Finablement Satan prenant la figure d'vn bouc se consomme en feu & se reduict en cendre, laquelle les Sorcieres recueillent & cachent, pour s'en seruir à l'execution de leurs desseins pernicieux et abhominables.
N. B.—La planche ci-jointe, empruntée à l'Histoire des imaginations extravagantes de Monsieur Ousle, représente l'ensemble des scènes du Sabbat.
Achevé d'imprimer
POUR LA LIBRAIRIE DU PROGRÈS MÉDICAL
Le 30 avril 1882
PAR CHARLES HÉRISSEY
Imprimeur à Évreux.
[1] Bodin.—De la Démonomanie des Sorciers, &c., p. 82.
[2] Boguet, loc. cit., p. 100.
[3] Loc. cit., p. 81.
[4] Boguet (H.).—Discours execrable des Sorciers, etc. Rouen, 1606.
[5] Compendium Maleficarum, etc., per Fratrem Francisc.
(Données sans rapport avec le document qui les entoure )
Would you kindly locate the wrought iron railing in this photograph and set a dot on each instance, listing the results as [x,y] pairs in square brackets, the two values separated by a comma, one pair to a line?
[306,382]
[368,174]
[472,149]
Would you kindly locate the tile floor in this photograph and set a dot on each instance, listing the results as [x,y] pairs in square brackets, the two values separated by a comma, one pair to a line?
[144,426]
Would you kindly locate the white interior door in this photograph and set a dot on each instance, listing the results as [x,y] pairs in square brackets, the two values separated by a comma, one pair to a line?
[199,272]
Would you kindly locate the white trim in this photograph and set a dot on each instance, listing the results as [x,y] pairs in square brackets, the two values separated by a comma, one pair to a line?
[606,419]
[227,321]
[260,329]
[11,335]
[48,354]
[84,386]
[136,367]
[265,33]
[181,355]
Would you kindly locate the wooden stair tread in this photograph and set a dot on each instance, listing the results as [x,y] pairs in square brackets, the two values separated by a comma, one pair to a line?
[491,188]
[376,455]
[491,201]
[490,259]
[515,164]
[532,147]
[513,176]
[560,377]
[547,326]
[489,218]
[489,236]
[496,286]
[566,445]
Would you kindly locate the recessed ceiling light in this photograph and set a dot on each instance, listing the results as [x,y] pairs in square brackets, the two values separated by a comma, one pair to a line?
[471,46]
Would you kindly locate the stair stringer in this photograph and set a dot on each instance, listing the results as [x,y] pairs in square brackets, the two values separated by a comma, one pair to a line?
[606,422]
Mariam Guaccium, 1616, p. 69.
[6] Guaccius, loc. cit., p. 74.
[7] Les catholiques, en ceci, ont copié les Grecs, qui représentaient les Démons «en figures de Satyres paillards, moytié boucs & moytié hommes».
[8] «Mais quel mespris, quel deshonneur, quelle villanie plus detestable peut on imaginer, que celle que souffrent les Sorciers estans contrains d'adorer Satan en guise de Bouc puant, et le baiser en la partie qu'on n'ose escrire, ny dire honnestement?» (Bodin, loc. cit., p. 134).
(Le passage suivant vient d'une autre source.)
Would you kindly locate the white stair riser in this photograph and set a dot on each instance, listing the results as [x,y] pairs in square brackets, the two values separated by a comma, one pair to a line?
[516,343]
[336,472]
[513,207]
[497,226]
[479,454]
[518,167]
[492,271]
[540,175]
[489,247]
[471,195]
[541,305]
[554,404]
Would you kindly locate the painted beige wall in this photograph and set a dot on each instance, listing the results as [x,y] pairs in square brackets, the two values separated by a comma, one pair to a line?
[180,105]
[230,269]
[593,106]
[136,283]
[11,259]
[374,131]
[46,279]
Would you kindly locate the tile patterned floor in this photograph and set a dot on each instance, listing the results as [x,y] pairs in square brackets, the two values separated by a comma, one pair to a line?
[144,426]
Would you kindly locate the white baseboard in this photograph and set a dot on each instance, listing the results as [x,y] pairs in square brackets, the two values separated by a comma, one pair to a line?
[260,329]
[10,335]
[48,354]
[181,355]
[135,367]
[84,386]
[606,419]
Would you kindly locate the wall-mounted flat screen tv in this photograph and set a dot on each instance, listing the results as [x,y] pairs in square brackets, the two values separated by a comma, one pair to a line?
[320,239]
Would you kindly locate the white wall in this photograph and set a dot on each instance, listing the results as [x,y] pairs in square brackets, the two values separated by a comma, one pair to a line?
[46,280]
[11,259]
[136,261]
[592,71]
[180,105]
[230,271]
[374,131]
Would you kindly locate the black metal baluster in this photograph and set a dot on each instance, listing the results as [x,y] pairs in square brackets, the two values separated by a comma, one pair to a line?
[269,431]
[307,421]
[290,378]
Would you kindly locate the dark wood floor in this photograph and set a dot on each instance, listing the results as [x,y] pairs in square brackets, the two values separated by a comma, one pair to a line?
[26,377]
«Tum candelis piceis oblatis, vel vmbilico infantuli: ad signum homagij eum in podicem osculantur.» (Compendium Maleficarum, &c., p. 71.)
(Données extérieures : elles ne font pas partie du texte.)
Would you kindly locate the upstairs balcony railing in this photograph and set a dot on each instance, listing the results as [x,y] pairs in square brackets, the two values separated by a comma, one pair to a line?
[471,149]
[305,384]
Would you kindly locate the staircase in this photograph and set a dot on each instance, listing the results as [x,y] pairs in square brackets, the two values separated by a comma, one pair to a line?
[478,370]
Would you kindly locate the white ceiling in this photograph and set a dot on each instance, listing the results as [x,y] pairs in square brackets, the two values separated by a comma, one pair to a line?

[9] Bodin, loc. cit., p. 88.
[10] Bodin, loc. cit., p. 104.
[11] «Il (Cardan) dit aussi que les esprits malings sont puants, & le lieu puant là où ils frequentent, & croy que de la vient que les anciens ont appellé les Sorciers fœtentes, & les Gascons fetillères, pour la puanteur d'icelles, qui vient comme ie croy de la copulation des Diables, lesquels peut estre prennent les corps des pendus, ou autres semblables pour les actions charnelles & corporelles: comme aussi Vier a remarqué que les personnes demoniaques sont fort puantes.» (Bodin, loc. cit., p. 133.)
Ce passage montre que, depuis longtemps, on a remarqué deux phénomènes cliniques souvent signalés par nous, à savoir l'haleine forte des hystériques et l'odeur qu'elles exhalent dans leurs états de mal hystéro-épileptique.
[12] Bodin, loc. cit., p. 96.
[13] «De nostre temps vn nommé Charc.. du bailliage de Gez, fut assailly nuictamment en vn bois par vne multitude de chats; mais comme il eust faict le signe de la croix, tout disparut. Et de plus fraische memoire vn homme de cheual passant sous le chasteau de Ioux, apperceut plusieurs chats sur vn arbre, il s'auance, & delasche vne escoppette, qu'il portoit, & faict tomber de dessus l'arbre au moyen de son coup vn demicin, auquel pendoyent plusieurs clefs, il prend le demicin & les clefs, & les emporte au village: estant descendu au logis il demande à disner, la maitresse ne se trouve point, non plus que les clefs de la caue. Il monstre le demicin, & les clefs qu'il portait: l'hoste recogneut que c'estoit le demicin & les clefs de sa femme, laquelle arrive sur ces entrefaictes estant blessée à l'hanche droitte: le mary la prenant par rigueur, elle confesse qu'elle venoit du Sabbat, et qu'elle y auoit perdu son demicin et ses clefs, après auoir receu vn coup descopette en l'vne des hanches.» (Boguet, loc. cit., p. 269.)